94.3038 · Interpellation · 1994-02-28
Département de l'intérieur
Liquidé
Wortlaut
L'article 8 de la loi sur les stupéfiants a été détourné par la distribution de cigarettes à l'héroïne à des toxicomanes. Il semble que ce soit la Division pharmacie et stupéfiants de l'Office fédéral de la santé publique qui en ait pris la responsabilité.
Le Conseil fédéral est-il conscient :
- qu'on ne peut maîtriser le contrôle de ces cigarettes à l'héroïne et qu'elles peuvent être soit revendues ou encore offertes à des gens ne se doutant pas qu'elles contiennent un stupéfiant dangereux pour la santé ? Aucun policier ne se tiendra aux côtés de celui qui reçoit une dizaine de cigarettes par jour ;
- que c'est l'administration qui prend de telles mesures et dirige la politique de la drogue à la barbe et au nez du Conseil fédéral ?
Stellungnahme des Bundesrates
1. Des cigarettes à l'héroïne sont effectivement remises à un petit nombre de personnes gravement dépendantes dans le cadre des essais de distribution contrôlée de stupéfiants. La remise de cigarettes vise à faire cesser la pratique de l'injection, dont les risques de transmission du virus VIH qui y sont liés sont trop bien connus. À la fin du mois d'avril 1994, 15 % environ de tous les participants aux essais avaient reçu des cigarettes d'héroïne.
2. En principe, les cigarettes doivent être fumées dans les locaux où elles sont remises.
3. Le médecin responsable du projet peut autoriser des participants aux essais à emporter des cigarettes d'héroïne. Ce mode de remise des cigarettes est exceptionnel, puisqu'à la fin d'avril 1994 quatre participants seulement avaient été autorisés à en emporter.

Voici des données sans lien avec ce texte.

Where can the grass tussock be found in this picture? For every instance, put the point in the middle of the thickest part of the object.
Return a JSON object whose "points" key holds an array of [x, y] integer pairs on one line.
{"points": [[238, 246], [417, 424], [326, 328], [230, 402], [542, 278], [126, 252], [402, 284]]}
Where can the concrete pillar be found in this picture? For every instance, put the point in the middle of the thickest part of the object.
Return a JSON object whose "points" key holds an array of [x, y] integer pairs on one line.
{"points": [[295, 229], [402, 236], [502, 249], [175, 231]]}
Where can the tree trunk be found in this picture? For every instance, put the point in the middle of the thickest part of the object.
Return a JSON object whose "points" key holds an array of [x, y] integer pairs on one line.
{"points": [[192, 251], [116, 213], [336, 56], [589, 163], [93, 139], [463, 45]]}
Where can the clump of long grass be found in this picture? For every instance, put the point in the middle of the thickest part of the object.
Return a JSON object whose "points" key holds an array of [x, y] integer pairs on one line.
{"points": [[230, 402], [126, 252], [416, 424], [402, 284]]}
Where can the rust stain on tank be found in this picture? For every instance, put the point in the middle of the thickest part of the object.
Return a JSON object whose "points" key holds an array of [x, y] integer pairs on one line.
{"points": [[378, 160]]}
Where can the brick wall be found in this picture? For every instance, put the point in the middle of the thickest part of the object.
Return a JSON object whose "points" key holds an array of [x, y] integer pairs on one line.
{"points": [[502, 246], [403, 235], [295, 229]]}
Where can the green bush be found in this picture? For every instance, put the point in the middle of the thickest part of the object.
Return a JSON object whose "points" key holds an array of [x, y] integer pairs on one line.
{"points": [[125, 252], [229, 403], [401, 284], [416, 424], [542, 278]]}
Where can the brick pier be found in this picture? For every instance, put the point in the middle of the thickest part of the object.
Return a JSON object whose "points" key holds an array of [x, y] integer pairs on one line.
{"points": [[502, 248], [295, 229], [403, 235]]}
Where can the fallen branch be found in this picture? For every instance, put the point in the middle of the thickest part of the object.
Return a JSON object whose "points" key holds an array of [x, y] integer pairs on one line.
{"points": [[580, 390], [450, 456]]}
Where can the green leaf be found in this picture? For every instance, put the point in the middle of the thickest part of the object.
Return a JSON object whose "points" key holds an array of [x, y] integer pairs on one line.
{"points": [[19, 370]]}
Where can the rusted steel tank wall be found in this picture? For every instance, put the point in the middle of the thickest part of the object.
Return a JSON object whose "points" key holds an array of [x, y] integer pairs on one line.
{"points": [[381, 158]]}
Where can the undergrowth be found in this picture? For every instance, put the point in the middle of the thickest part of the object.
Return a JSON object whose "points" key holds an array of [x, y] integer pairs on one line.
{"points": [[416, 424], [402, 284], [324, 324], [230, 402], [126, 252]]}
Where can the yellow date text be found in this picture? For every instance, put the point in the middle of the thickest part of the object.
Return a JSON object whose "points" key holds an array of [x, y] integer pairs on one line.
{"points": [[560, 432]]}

4. Les abus font l'objet de mesures qui peuvent aller jusqu'à l'exclusion des participants qui les ont commis ou au refus de toute remise ultérieure de cigarettes.
Les chefs de projet sont responsables de la sécurité entourant la remise des substances. Ils tiennent un contrôle informatisé des stocks et des quantités remises chaque jour. Seul un nombre très restreint de personnes ont accès aux stupéfiants. Les organes responsables de la Confédération et des cantons effectuent des contrôles très serrés, en partie à l'improviste. En résumé, on peut dire que les autorités fédérales et cantonales vouent une grande attention aux aspects de sécurité.
Le 27 avril 1994, l'Office fédéral de la santé publique (OFSP) a annoncé qu'il avait constaté, en sa qualité d'autorité de surveillance, lors d'un contrôle de routine, une différence de 236 cigarettes d'héroïne à 50 mg entre le contrôle des stupéfiants et le stock au centre de distribution du projet Zokl 2 de l'"Arbeitsgemeinschaft für einen risikoarmen Umgang mit Drogen/Arud" (association visant à diminuer les risques liés à l'utilisation de drogues) à Zurich. L'Arud et l'OFSP ont déposé plainte pénale. Les premiers résultats de l'enquête à la fin du mois d'avril permettent d'exclure avec une grande probabilité un vol commis par des participantes. Il n'est pas encore établi clairement s'il s'agit d'un vol commis par d'autres personnes ou d'une erreur de comptabilité commise par l'Arud.